The state's closing of Hickey School will send more offenders to a well-regarded private center in Carroll County

School Uses Peer Pressure To Redeem Wayward Youths


Amid the rolling hills of western Carroll County, an asphalt lane off Crouse Mill Road winds its way between cornfields to a tidy compound of buildings in beige and brown.

They nurture a different kind of crop here at Bowling Brook Preparatory School, a privately run residential program for 161 juvenile offenders. The hoped-for harvest is rescued lives.

Maryland, among other states, has long paid Bowling Brook to rehabilitate teenage boys who have committed assaults, armed robberies or other serious crimes. The Department of Juvenile Services is expected to send even more kids to this unfenced campus outside Taneytown as it prepares to close most of the state-run Charles H. Hickey Jr. School next month.

Delmas Wood, an assistant secretary of juvenile services, says his department has been "very pleased" with Bowling Brook. "To the degree we and they feel that they can handle them, some of those [Hickey] kids will go there," he said.

Some will go to other programs in Maryland or live at home.

The most difficult young offenders will be sent to other states - Texas, Indiana, Minnesota and Pennsylvania - until plans are made for new high-security programs in Maryland.

Bowling Brook's headmaster, Mike Sunday, says his program has to be selective about whom it takes. It does not admit youths who have severe emotional problems, are drug addicts or have been convicted of sex offenses, he said.

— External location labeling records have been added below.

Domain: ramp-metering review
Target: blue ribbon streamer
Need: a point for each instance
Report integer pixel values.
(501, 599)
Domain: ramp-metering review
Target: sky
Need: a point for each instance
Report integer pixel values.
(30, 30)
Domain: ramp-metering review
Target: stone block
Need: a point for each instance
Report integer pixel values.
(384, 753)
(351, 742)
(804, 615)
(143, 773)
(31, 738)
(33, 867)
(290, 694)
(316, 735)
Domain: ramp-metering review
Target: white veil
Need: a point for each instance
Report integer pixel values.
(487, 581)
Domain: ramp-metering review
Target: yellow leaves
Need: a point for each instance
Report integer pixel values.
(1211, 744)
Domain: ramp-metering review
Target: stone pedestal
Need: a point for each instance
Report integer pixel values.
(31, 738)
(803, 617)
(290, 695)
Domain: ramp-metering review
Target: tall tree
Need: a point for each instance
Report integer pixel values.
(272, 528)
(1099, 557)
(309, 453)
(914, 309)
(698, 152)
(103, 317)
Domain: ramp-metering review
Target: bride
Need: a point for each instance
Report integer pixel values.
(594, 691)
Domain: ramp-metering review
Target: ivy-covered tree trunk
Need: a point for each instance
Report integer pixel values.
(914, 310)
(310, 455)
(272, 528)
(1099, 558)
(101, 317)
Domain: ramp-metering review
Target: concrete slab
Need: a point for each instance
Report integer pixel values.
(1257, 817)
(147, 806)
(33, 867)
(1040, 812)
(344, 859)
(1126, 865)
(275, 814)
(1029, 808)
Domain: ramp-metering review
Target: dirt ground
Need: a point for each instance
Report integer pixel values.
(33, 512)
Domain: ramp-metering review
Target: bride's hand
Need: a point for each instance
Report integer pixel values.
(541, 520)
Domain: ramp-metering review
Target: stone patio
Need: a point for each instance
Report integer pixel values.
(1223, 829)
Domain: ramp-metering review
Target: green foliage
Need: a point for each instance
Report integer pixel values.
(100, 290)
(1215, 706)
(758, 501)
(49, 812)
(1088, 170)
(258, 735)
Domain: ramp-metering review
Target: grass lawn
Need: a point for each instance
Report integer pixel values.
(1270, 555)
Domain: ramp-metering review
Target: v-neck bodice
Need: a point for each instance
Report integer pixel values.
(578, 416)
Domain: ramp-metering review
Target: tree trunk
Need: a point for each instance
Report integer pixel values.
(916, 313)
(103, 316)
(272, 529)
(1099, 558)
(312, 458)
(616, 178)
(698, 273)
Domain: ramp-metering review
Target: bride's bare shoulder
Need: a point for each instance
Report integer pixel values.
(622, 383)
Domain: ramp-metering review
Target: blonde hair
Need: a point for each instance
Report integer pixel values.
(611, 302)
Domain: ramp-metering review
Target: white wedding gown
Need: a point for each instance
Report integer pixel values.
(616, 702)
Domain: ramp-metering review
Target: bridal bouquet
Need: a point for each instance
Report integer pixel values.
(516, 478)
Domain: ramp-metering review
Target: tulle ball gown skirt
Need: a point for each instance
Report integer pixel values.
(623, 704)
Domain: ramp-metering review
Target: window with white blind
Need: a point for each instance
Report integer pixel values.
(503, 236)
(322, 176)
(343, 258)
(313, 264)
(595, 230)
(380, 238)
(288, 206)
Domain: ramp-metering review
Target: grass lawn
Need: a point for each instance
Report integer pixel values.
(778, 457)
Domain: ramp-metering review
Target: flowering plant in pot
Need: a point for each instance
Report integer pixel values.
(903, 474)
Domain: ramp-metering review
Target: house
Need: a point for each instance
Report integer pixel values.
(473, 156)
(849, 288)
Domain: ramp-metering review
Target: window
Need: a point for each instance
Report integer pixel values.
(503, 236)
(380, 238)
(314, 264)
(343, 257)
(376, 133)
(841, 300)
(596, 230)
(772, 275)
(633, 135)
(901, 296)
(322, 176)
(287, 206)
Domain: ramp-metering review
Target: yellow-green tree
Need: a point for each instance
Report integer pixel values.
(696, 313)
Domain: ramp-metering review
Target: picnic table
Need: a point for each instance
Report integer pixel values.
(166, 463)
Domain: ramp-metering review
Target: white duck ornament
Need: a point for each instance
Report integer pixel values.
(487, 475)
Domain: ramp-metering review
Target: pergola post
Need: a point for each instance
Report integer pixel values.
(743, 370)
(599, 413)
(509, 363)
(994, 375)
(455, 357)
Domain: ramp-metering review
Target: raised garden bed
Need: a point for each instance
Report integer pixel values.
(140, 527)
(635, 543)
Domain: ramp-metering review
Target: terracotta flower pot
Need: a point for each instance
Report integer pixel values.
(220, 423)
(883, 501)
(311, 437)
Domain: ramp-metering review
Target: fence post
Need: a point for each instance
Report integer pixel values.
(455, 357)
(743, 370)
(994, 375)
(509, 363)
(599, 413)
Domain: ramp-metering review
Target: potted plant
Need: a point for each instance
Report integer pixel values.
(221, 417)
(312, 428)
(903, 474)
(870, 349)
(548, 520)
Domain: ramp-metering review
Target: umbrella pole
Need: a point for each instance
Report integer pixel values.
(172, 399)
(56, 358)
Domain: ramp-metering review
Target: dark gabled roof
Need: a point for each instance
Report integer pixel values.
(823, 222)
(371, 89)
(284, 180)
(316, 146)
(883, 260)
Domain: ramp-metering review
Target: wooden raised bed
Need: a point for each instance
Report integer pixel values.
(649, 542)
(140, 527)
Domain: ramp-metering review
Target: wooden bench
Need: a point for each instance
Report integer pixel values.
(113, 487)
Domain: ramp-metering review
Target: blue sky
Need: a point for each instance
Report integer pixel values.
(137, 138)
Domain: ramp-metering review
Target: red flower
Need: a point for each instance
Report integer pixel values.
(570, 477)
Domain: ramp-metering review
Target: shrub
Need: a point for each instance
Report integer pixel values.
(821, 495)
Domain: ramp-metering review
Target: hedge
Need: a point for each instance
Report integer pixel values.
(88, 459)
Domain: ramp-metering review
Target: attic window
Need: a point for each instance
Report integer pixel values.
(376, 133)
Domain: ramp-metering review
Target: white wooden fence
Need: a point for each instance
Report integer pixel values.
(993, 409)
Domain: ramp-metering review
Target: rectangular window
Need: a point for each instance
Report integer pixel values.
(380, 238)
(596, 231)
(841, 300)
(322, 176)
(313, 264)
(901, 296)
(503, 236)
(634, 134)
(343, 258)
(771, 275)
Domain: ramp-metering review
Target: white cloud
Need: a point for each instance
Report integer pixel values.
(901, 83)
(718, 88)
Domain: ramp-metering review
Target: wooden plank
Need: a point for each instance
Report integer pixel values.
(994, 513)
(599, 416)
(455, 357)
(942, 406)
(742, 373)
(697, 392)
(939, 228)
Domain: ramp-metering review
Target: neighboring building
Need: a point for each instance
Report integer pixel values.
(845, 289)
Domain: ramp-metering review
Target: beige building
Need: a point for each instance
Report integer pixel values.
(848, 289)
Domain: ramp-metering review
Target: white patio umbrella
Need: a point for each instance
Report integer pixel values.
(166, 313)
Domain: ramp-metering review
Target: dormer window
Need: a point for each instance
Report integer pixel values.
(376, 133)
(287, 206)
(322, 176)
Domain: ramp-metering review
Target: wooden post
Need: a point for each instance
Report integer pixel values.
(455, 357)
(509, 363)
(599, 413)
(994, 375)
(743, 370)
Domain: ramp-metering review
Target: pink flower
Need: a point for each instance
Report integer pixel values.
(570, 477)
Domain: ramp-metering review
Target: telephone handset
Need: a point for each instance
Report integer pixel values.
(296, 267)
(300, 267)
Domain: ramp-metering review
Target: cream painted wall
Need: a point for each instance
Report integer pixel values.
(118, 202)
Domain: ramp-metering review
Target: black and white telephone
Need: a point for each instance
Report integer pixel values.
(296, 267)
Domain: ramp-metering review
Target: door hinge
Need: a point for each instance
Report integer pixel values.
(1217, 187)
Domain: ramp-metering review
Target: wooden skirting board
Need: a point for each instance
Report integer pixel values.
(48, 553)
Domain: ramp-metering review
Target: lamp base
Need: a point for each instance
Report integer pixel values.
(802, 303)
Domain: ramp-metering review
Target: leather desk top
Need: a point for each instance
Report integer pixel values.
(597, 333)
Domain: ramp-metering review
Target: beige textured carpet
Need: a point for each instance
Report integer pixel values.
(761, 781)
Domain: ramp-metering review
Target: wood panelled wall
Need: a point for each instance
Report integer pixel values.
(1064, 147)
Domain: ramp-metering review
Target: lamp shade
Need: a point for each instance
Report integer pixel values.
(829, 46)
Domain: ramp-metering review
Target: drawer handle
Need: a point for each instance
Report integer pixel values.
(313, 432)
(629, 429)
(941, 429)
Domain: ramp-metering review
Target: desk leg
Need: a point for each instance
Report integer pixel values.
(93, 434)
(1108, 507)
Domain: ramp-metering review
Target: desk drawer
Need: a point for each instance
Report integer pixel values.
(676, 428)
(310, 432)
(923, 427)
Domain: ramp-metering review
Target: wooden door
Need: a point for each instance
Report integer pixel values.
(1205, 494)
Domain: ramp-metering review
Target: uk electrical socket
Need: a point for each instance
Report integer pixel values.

Those who are accepted share one important trait: Each is judged susceptible to peer pressure, which is a central force in the program's efforts to change their behavior. "Kids are more apt to follow and listen to direction from their peer group than they are from adults," Sunday said.

He describes Bowling Brook - which has operated in Carroll County for more than four decades - as "essentially a highly structured private school for mostly disadvantaged young men who have become entangled in the juvenile justice system."

Youths work out their energy on the football field and in the gym. Athletic performance is recognized and rewarded, as are academic achievements. Trophy cases and bulletin boards that trumpet student accomplishments line the walls of every building.

This rather simple-sounding approach of structured academics and athletics, peer pressure and positive reinforcement has resulted in a program that draws effusive praise from youth advocates.

"It's a fantastic program," said Susan B. Leviton, who heads the juvenile law clinic at the University of Maryland.

Stacey Gurian-Sherman, who heads an advocacy group for families of delinquents, calls Bowling Brook "a model residential facility, and it's right in our own backyard."

"The one drawback to Bowling Brook is there is only one of them," she said. "We need to be building more Bowling Brooks."

The kind of peer-driven culture that sends youths down self-destructive paths in poverty-stricken neighborhoods of Baltimore's and Washington's suburbs is turned on its head at Bowling Brook. The smirks and swaggers and tough-guy posturing that young men adopt to survive on the streets or inside a facility such as Hickey don't play well at the school.

Here, the culture is of handshakes and polite manners. It is a cardinal rule - "non-negotiable," Sunday says - that no youth is ever to hit another.

"If a kid feels safe, he can relax. And if he can relax, he can focus and learn," Sunday said. "We try to create an environment conducive to learning."

Youths adhere to a rigorous and busy schedule.

On weekdays, they are out of bed at 6:30 and after breakfast head for school. Following a break for lunch, they spend some time in small group-therapy sessions. The remainder of the afternoon is for sports and physical fitness activities. There is study time in the dorms, then it's off to bed at 9:30.

The cost of the nonprofit school is $41,000 a year per student - less than the $65,000 a year the state spends to keep a youth at Hickey. Many other private and public residential programs are more expensive than Bowling Brook because they serve youths who require more intensive services, according to state officials.

Last June, the school housed 80 Maryland youths, Sunday said. The number has since grown to about 110 as state officials prepare to close Hickey's 144-bed secure program Nov. 30. Pennsylvania, West Virginia, Delaware and the District of Columbia also use Bowling Brook.

While long-term recidivism rates for juvenile programs generally are not kept, Bowling Brook stacks up well against similar programs based on the numbers that are available.

Figures provided by Maryland juvenile services officials show that only 14 percent of Bowling Brook youths were arrested or referred back to the state agency within a year of their release. Those numbers, however, don't reflect cases in which youths wound up in adult prisons.